La liste des pays africains dont les dirigeants ont décidé de participer au prochain sommet s’allonge, ce qui, selon Washington, « démontrera l’engagement durable des États-Unis envers l’Afrique, soulignera l’importance des relations américano-africaines et renforcera la coopération sur les priorités mondiales partagées ».

En effet, Washington estime que l’Afrique « façonnera l’avenir du monde, pas seulement l’avenir des Africains », et qu’elle fera la différence pour relever les défis les plus pressants et saisir les opportunités qui s’offrent à nous.

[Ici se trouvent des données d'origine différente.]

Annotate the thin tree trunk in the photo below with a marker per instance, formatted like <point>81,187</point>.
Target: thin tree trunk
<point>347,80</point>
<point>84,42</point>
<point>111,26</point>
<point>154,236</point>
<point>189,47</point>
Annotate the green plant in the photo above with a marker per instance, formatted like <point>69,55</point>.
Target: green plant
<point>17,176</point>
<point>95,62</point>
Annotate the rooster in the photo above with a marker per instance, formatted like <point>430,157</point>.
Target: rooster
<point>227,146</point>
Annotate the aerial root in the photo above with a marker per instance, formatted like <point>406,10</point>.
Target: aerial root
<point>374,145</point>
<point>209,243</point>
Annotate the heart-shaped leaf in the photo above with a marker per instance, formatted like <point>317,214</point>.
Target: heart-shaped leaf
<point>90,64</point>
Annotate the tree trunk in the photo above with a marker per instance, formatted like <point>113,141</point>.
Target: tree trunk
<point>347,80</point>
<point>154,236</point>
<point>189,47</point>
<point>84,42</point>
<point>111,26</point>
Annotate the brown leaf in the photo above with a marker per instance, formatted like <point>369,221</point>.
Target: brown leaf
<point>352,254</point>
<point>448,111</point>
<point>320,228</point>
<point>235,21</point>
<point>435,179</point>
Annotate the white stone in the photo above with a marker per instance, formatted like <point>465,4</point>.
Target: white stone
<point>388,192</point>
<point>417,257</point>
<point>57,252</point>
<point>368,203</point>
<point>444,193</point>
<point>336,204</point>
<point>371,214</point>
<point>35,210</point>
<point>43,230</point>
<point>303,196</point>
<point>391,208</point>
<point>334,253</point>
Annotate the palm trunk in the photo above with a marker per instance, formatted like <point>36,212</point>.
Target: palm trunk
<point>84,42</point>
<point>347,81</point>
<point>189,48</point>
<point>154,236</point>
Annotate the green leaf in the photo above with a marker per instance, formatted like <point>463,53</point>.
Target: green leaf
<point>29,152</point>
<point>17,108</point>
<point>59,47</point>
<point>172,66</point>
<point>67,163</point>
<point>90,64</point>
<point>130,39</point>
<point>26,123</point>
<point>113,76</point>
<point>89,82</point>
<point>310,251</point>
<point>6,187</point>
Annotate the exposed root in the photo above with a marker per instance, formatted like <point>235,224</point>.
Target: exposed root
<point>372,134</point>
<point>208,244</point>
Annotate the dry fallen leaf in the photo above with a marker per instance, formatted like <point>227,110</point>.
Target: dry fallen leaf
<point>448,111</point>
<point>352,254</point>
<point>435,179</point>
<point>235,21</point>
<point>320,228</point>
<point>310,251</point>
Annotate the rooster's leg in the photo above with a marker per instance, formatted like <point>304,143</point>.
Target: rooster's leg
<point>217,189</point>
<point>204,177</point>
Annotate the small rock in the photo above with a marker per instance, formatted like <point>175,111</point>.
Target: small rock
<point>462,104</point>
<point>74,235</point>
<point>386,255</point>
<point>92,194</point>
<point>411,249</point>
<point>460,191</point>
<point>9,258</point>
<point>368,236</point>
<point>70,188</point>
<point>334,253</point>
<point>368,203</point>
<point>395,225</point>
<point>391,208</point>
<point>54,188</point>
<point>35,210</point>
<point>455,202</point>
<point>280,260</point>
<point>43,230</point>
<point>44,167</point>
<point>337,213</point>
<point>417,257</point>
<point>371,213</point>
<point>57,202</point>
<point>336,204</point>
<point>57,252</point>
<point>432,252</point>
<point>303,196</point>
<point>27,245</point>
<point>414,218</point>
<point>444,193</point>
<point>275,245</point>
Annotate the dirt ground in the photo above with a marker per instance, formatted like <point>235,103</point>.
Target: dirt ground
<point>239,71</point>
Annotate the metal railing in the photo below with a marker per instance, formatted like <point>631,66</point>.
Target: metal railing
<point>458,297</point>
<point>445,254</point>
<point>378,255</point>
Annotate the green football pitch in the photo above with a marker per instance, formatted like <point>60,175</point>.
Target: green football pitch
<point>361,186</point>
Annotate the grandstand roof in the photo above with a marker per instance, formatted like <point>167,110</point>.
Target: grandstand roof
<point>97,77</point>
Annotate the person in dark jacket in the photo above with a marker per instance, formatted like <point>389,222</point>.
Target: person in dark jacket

Ainsi, selon le Département d’État américain, l’ordre du jour du sommet comprendrait :
• la promotion d’une nouvelle approche économique (américaine) ;
• la réalisation des progrès en matière de paix, de sécurité et de bonne gouvernance,
• le renforcement de l’engagement en faveur de la démocratie, des droits de l’homme et de la société civile,
• le travail collaboratif pour renforcer la sécurité sanitaire régionale et mondiale,
• l’amélioration de la sécurité alimentaire,
• la réponse à la crise climatique,
• le renforcement des liens avec les Africains à l’étranger,
• et la promotion de l’éducation et du leadership des jeunes.

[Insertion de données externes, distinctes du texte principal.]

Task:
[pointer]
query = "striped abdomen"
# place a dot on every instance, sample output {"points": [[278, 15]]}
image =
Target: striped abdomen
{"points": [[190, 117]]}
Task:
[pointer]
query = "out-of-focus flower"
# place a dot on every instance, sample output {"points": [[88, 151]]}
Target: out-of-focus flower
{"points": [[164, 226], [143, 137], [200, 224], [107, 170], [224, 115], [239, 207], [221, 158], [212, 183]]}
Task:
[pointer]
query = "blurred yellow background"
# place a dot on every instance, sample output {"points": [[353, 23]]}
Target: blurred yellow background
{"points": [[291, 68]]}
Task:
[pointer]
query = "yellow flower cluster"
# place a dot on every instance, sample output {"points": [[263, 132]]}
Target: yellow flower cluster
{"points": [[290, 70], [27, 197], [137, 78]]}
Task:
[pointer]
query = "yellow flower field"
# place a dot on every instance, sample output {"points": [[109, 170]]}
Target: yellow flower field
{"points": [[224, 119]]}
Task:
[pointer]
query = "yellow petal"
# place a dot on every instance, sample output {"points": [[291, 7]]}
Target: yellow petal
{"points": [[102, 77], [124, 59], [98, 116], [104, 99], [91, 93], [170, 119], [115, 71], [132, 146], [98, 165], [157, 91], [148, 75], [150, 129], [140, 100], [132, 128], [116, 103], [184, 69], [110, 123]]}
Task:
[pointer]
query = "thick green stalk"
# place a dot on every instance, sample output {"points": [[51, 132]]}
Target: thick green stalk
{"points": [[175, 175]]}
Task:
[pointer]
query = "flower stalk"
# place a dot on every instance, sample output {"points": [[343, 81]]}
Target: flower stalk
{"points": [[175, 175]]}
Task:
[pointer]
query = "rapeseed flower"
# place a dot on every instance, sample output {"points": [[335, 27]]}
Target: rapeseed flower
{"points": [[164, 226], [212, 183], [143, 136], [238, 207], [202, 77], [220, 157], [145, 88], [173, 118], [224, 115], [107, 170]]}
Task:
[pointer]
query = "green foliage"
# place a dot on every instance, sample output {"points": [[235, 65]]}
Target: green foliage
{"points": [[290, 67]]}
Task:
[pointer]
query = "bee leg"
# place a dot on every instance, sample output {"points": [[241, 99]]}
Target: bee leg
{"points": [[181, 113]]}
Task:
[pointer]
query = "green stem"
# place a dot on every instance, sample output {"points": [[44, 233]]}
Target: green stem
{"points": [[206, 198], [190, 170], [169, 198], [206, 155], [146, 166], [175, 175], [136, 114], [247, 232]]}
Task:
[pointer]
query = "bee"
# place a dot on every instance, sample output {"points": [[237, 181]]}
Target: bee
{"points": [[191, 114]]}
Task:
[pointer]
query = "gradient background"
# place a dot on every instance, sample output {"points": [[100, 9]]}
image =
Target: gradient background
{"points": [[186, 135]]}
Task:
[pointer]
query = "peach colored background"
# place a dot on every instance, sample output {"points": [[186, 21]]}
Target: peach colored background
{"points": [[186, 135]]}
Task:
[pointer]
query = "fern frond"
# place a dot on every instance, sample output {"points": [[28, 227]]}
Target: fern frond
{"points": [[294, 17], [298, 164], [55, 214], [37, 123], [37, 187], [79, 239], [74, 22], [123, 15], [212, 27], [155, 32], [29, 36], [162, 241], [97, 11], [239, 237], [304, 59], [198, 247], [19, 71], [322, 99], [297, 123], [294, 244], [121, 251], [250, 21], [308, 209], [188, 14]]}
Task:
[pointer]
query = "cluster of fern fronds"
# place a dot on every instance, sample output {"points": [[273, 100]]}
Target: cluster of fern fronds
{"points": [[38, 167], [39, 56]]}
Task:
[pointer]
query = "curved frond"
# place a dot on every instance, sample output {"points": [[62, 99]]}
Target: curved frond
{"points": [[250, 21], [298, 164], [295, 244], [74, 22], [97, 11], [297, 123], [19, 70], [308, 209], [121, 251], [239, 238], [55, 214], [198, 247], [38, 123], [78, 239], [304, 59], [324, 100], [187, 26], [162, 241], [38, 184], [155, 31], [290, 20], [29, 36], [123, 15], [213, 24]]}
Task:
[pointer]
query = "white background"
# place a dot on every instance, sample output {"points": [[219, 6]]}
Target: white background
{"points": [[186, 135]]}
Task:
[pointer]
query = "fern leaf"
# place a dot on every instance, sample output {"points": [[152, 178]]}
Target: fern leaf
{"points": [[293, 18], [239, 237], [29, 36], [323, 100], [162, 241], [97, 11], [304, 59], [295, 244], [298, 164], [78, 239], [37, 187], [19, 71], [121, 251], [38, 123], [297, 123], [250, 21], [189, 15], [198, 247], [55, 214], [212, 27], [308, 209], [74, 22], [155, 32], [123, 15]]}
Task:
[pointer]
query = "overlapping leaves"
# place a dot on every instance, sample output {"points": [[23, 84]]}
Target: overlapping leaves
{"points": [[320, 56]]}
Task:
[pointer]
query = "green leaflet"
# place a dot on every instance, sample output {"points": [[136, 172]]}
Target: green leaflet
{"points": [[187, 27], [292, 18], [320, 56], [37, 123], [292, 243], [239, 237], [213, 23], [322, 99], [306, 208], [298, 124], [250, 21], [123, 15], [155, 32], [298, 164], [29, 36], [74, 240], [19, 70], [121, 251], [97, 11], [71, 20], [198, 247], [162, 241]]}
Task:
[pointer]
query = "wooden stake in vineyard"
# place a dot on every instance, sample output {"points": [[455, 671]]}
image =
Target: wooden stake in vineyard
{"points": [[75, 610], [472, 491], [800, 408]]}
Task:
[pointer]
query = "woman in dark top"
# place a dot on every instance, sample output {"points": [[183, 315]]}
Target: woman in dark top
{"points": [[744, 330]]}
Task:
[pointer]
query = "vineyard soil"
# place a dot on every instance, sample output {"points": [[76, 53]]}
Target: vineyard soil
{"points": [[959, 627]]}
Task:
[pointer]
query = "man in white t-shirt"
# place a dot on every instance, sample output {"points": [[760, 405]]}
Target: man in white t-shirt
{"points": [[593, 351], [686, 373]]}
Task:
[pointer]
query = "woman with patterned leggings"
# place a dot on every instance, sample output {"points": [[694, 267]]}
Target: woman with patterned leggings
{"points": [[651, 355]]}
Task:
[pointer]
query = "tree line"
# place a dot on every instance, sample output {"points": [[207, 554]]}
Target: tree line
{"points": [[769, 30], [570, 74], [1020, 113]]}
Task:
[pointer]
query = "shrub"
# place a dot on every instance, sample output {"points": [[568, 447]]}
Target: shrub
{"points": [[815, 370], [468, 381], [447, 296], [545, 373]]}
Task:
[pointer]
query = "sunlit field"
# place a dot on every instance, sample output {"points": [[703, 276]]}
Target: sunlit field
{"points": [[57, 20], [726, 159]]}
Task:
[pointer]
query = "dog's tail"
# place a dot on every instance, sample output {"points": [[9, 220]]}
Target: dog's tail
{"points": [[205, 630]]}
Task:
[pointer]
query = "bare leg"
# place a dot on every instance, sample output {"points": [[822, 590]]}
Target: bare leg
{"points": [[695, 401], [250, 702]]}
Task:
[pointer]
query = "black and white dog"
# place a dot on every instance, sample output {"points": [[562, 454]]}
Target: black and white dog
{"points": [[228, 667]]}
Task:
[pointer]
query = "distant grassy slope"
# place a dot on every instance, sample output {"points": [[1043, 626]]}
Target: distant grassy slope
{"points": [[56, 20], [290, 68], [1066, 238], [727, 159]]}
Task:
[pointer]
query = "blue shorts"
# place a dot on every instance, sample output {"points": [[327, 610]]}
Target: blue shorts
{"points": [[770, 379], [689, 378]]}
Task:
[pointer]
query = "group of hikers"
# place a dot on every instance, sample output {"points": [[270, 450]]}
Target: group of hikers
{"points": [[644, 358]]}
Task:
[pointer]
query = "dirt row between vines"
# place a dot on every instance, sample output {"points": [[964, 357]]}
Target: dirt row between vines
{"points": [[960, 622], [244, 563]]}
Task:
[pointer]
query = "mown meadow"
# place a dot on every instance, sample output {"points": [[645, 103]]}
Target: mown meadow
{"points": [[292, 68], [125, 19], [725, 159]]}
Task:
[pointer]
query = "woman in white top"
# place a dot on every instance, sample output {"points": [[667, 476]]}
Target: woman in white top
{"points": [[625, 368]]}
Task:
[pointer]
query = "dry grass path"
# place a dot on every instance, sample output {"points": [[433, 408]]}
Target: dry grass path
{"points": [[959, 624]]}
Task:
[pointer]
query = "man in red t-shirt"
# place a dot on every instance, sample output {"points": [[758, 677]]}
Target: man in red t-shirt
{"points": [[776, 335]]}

Cet ordre du jour sera donc centré sur des tables rondes avec des dirigeants africains, qui s’exprimeront sur des sujets spécifiques aux affaires africaines d’une manière qui rappelle la série télévisée « The Apprentice ».

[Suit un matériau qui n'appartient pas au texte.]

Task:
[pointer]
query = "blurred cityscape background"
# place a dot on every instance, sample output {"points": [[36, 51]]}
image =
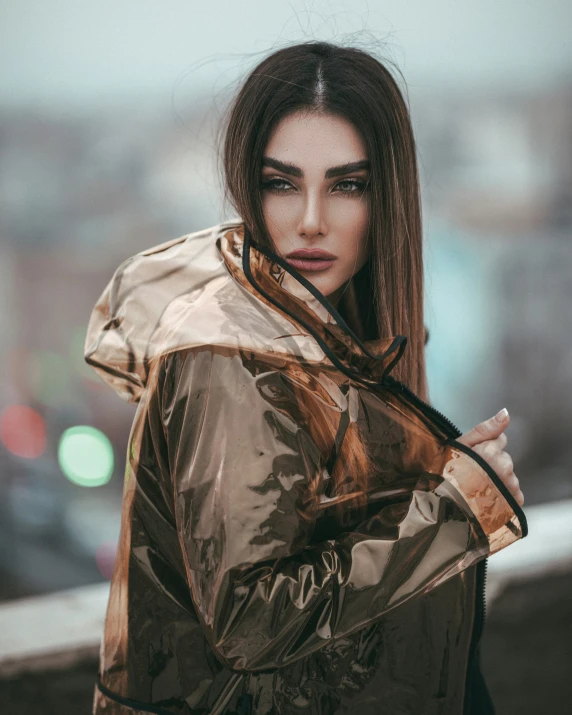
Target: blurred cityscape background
{"points": [[108, 122]]}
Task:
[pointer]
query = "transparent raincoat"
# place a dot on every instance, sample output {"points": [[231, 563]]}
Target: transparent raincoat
{"points": [[238, 587]]}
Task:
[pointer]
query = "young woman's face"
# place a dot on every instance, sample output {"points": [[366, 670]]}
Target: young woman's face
{"points": [[314, 198]]}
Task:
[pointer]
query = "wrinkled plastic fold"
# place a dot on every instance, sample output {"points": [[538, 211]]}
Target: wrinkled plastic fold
{"points": [[240, 584]]}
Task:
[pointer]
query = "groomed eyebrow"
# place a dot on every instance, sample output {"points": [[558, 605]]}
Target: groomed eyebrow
{"points": [[333, 171]]}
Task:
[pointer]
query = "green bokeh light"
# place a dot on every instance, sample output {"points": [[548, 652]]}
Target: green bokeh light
{"points": [[85, 456]]}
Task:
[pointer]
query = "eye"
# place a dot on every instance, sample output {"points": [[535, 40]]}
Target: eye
{"points": [[275, 185], [353, 186]]}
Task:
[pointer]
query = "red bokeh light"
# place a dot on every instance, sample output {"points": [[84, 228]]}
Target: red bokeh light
{"points": [[23, 431]]}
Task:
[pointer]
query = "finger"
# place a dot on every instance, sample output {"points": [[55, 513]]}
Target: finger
{"points": [[489, 429]]}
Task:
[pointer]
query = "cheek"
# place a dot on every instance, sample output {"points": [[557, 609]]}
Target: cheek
{"points": [[357, 247]]}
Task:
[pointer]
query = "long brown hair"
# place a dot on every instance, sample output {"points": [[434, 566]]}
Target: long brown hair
{"points": [[351, 83]]}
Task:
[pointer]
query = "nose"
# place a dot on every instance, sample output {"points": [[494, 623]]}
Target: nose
{"points": [[313, 220]]}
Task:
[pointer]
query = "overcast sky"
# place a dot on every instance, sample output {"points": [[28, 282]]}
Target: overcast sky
{"points": [[83, 53]]}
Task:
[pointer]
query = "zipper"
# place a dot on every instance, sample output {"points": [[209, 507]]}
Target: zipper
{"points": [[438, 418]]}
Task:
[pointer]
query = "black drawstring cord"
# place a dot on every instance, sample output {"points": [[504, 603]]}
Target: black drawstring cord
{"points": [[398, 344]]}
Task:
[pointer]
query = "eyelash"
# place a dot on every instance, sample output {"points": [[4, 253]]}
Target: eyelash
{"points": [[271, 185]]}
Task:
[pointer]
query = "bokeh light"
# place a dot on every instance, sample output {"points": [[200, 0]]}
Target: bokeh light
{"points": [[85, 456], [23, 431]]}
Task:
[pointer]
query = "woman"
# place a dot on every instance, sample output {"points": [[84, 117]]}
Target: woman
{"points": [[301, 531]]}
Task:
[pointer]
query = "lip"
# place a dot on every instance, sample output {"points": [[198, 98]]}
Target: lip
{"points": [[310, 259]]}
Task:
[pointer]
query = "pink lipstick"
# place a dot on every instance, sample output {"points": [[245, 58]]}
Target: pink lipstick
{"points": [[310, 259]]}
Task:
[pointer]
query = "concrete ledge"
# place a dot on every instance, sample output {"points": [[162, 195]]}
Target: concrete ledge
{"points": [[52, 631], [60, 629]]}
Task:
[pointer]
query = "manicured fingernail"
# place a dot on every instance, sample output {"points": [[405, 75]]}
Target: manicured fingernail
{"points": [[502, 415]]}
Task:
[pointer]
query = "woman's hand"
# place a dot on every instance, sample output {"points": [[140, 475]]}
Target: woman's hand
{"points": [[488, 440]]}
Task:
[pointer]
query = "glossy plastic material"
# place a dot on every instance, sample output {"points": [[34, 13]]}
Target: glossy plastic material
{"points": [[238, 587]]}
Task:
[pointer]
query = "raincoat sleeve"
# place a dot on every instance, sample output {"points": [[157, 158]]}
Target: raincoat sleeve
{"points": [[266, 592]]}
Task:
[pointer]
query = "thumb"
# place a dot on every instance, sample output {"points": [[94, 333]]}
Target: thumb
{"points": [[489, 429]]}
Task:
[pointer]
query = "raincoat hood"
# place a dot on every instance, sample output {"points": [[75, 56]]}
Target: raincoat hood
{"points": [[214, 287], [300, 533]]}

Les promesses sur le changement climatique, l’intensification des connexions avec les marchés dans le cadre de l’AGOA, les engagements à renforcer le soutien à la lutte contre le terrorisme sur le continent et les appels de Washington en faveur d’une connectivité numérique accrue, sont autant de thèmes susceptibles d’être abordés.

La diplomatie américaine et son implication dans divers dossiers africains:

Malgré les points très divers mentionnés sur l’ordre du jour, la diplomatie américaine et ses activités récentes en Afrique, dont la plus importante étant la récente participation du président Joe Biden au sommet de la COP 27 tenu dans la ville égyptienne de Sharm el-Cheikh, et la suggestion des observateurs qu’il tiendra des réunions avec un groupe de dirigeants africains pour traiter des dossiers très sensibles, indique des arrangements complexes pour les travaux du sommet Afrique-USA afin d’assurer des résultats spécifiques, en particulier dans les dossiers de la sécurité, de la coopération économique et de la lutte contre la crise climatique.

Cette tendance est attestée par l’empressement de l’administration américaine à accueillir ce sommet américano-africain à Washington, à la mi-décembre, en coopération avec l’US-Africa Business Forum (USABF).

Impérativement, les répercussions de la crise russo-ukrainienne ne sont pas non plus absentes de la politique globale des États-Unis sur le continent africain, constatant que ces répercussions sont de plus en plus étroitement liées aux priorités de la politique étrangère américaine en Afrique, tels que les dossiers de sécurité et la lutte contre le terrorisme dans la Corne de l’Afrique, en Centrafrique, dans la région du Sahel et dans un certain nombre de pays d’Afrique de l’Ouest qui sont désormais confrontés à des menaces qui prolongent ces crises, et employant les capacités et l’expertise technique des États-Unis pour renforcer les capacités des pays africains à faire face aux effets négatifs du changement climatique et à la confusion des importations de céréales ukrainiennes et russes, ainsi que la construction d’un niveau acceptable de capacités de sécurité alimentaire pour de nombreux pays africains à travers des programmes de coopération bilatéraux ou à travers des programmes d’organisations régionales et internationales.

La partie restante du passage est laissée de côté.